We agree that there are different theories on the nature of response inhibition, i. e., either as a pause of an already initiated go response, or as a distinct active stopping process (interpreted as a “brake”), as suggested by Aron et al. (2014). We now highlight this in the revised discussion. More importantly, we now clarify better that we did not provide evidence for a causal role of β-band changes during response inhibition. Hence, we considered our conclusions about β-band oscillations more carefully in the Discussion section. Yet, we would like to point your attention to the fact that we found significant Granger causality in time windows relevant for stopping, but not earlier, suggesting that active signaling from rIFG to pre-SMA specifically in the β band is an important part of the neural dynamics underlying stopping. In sum, the two findings, i. e., rIFG as source of stopping relevant information transfer in the β band and a termination of β-band desynchronization specifically in rIFG already before SSRT, suggest that response inhibition is implemented in part by β-band modulations. We hope that the revised interpretation in the Discussion section about the role of β-band oscillations has now gained in clarity with respect to how it is supported by our results.
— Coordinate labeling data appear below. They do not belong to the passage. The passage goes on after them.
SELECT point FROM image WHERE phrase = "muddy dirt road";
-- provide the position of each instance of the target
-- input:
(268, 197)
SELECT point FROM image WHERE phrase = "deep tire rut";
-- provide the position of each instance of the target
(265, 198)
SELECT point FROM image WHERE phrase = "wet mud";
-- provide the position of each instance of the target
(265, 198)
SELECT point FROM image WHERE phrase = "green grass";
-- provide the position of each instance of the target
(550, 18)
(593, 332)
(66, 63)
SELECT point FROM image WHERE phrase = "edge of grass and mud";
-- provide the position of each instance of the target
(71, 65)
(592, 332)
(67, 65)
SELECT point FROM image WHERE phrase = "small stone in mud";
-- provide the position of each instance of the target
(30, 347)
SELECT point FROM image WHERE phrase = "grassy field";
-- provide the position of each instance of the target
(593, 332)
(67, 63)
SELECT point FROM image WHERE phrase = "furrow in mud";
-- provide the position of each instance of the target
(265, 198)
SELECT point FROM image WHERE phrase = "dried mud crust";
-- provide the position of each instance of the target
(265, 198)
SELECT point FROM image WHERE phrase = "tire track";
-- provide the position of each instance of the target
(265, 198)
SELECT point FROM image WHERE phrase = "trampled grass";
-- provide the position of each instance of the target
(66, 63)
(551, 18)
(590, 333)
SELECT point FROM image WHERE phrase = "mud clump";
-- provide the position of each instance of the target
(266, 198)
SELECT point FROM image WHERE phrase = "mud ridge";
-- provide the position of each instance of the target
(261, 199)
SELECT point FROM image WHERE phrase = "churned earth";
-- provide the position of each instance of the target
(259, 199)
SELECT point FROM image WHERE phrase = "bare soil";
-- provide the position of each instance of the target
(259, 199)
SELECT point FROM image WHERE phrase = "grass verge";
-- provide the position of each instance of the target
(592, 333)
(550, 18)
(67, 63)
Finally – whilst Figure 3 is a welcome addition – the curved greyed out area suggests a strong windowing effect from Time Frequency (TF) decomposition on short time window / epochs causing distortion at the edges which are worse for low frequencies (which have been masked out). This is unconventional to analyse and present like this, with normal practice being to perform the TF decomposition on the continuous data and to epoch power estimates afterwards, or to perform TF decomposition on a much wider epoch of data per trial and then re-epoch / chop down to the (same) time period of interest (e.g. -0.2 to 0.5). It is advised to repeat this analysis with better epoching – currently the windowing is artificially constraining the time and frequencies analysed.
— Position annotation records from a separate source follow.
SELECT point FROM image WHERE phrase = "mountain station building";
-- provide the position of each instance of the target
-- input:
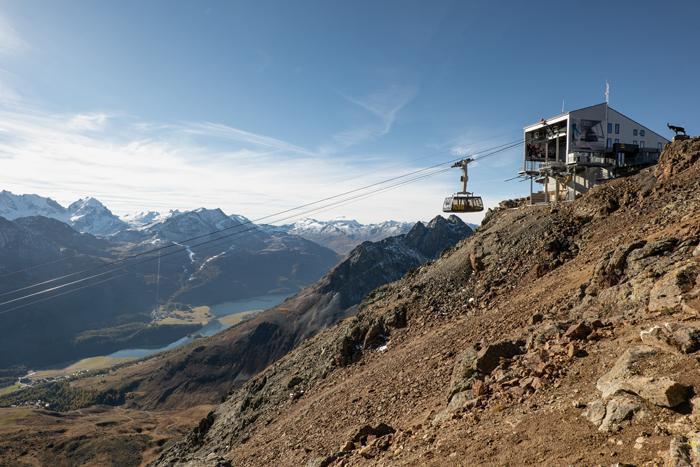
(575, 151)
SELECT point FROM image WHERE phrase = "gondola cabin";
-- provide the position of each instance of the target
(463, 202)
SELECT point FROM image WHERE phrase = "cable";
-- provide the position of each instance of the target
(186, 247)
(496, 150)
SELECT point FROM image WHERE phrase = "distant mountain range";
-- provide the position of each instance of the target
(91, 216)
(207, 372)
(208, 257)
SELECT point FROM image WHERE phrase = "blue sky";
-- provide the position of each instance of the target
(259, 106)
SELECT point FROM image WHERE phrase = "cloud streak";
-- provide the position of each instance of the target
(10, 42)
(383, 104)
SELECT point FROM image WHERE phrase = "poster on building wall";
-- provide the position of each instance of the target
(586, 135)
(586, 132)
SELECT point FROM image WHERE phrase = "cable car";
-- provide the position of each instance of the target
(463, 201)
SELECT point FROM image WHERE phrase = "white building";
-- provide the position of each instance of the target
(571, 153)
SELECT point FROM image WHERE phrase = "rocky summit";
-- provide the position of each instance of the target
(564, 334)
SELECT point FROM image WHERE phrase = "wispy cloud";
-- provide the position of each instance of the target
(383, 104)
(234, 134)
(386, 103)
(10, 42)
(134, 165)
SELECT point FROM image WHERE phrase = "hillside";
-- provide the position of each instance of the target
(562, 335)
(202, 373)
(116, 313)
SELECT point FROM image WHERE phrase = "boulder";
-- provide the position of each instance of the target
(596, 412)
(490, 356)
(662, 391)
(617, 410)
(623, 366)
(674, 336)
(463, 373)
(668, 291)
(578, 331)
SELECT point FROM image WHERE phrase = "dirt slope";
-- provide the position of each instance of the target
(521, 346)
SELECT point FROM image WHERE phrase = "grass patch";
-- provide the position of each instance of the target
(9, 389)
(92, 363)
(230, 320)
(199, 314)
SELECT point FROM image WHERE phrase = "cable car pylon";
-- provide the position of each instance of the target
(463, 201)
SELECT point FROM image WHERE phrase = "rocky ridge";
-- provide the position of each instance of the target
(206, 372)
(557, 335)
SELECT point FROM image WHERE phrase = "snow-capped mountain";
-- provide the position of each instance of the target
(342, 235)
(89, 215)
(197, 227)
(142, 218)
(84, 215)
(14, 206)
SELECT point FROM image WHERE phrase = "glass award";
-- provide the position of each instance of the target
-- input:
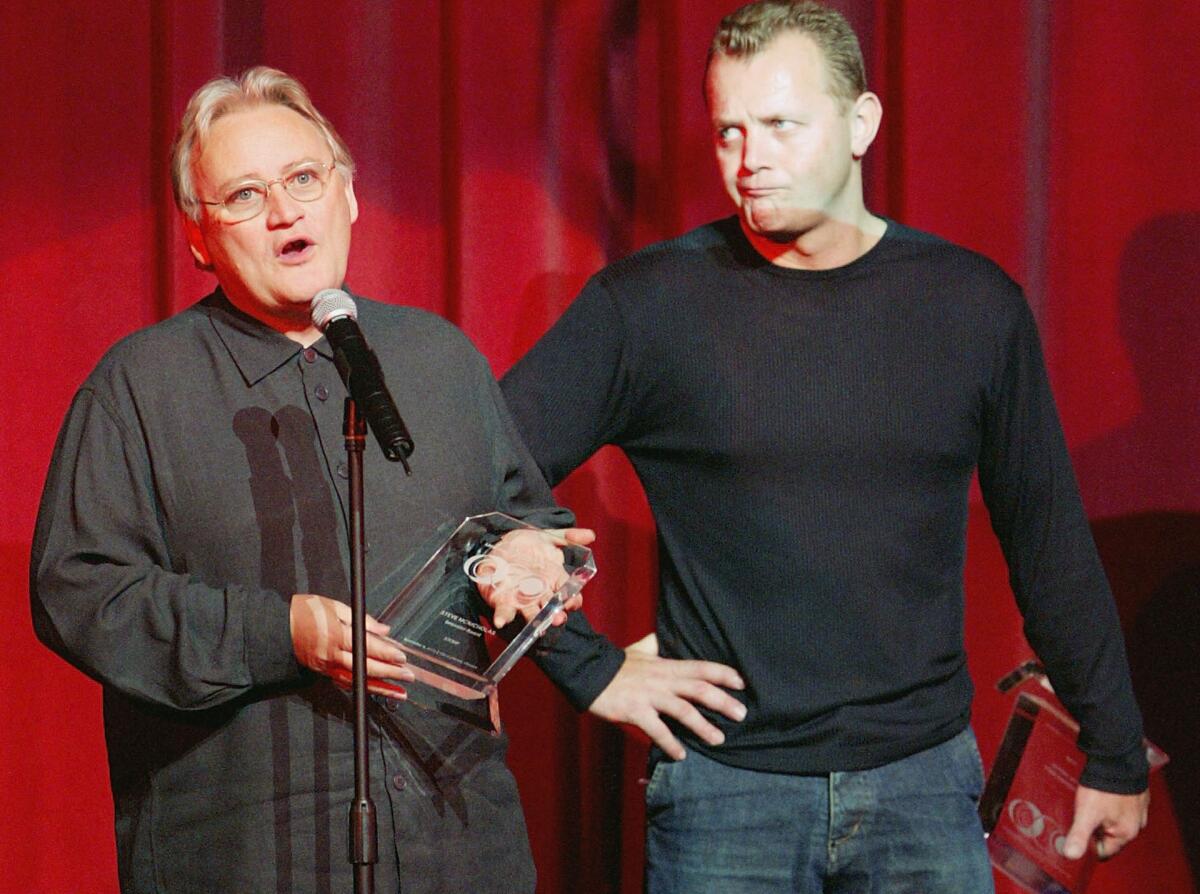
(1029, 802)
(444, 625)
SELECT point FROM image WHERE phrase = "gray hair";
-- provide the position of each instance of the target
(259, 85)
(748, 30)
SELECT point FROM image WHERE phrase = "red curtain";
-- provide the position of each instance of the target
(509, 150)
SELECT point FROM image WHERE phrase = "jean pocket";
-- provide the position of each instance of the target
(658, 778)
(967, 763)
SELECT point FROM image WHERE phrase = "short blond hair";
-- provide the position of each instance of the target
(748, 30)
(259, 85)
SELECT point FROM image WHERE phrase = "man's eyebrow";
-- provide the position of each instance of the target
(251, 177)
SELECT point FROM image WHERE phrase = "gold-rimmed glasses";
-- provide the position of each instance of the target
(247, 198)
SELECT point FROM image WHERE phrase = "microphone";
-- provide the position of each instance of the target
(335, 315)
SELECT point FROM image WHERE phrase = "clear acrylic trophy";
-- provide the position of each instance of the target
(444, 627)
(1030, 799)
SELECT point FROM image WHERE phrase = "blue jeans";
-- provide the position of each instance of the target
(906, 827)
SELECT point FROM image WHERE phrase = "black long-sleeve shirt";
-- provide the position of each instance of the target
(198, 481)
(807, 441)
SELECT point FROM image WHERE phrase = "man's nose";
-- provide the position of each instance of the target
(281, 208)
(754, 150)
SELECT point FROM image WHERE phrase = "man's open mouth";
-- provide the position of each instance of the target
(294, 249)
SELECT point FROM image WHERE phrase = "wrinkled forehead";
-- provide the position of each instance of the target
(258, 142)
(791, 63)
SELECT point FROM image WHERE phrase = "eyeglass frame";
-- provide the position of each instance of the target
(329, 168)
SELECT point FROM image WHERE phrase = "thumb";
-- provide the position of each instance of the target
(1079, 837)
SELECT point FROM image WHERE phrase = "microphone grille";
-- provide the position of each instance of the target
(330, 304)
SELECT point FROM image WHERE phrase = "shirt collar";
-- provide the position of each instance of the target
(256, 348)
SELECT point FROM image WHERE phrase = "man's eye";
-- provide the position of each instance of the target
(243, 196)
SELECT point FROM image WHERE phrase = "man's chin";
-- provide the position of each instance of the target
(772, 229)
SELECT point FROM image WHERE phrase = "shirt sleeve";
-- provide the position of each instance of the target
(1068, 611)
(569, 394)
(103, 594)
(564, 396)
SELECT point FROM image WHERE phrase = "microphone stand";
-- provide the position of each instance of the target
(364, 847)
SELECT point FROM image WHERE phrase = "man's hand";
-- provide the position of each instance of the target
(523, 570)
(647, 687)
(1109, 820)
(323, 641)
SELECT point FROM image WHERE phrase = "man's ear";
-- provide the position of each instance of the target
(196, 244)
(864, 123)
(352, 201)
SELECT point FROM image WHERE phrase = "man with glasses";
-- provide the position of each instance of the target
(191, 555)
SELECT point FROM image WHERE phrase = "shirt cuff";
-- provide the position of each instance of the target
(270, 655)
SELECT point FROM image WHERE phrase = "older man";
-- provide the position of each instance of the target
(191, 552)
(805, 390)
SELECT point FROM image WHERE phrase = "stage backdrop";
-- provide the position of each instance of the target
(509, 150)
We are aware that to avoid these masked-out areas, we would have to analyze longer time epochs. However, since our analysis was highly hypothesis driven and focused on β-band oscillations after the stop stimulus, we a priori defined the time period of interest between 100–350 ms after stimulus onset (see “tROI” in the manuscript) and pre-processed the raw data for this purpose. We additionally reserved 300 ms before and after this time period to perform a TF decomposition using at least three β-band cycles. More importantly, the LCMV beamformer used for source construction was most sensitive to source activity within the limited time window of interest. Hence, given these constraints, we indeed had to mask out the low frequency areas concerned to avoid boundary effects. Please note that for replying to questions 10 and 11 of the reviewers (before the first revision), we extended the time-frequency window from the original manuscript (0–500 ms, 8–44 Hz) to –200–500 ms, 2–44 Hz. We attach the figure with the extended time-frequency window (and masked-out areas) to this reply (Author response image 6) and use the figure with the originally analyzed shorter time windows in the resubmitted manuscript. We don’t see any crucial additional information for the reader by presenting wider epochs, and the results described in the manuscript are not referring to these extended time frequency windows. However, Figure 3 in the resubmitted manuscript still contains the additional plots with spectral activity per condition, which had definitely improved data interpretation compared to the original manuscript.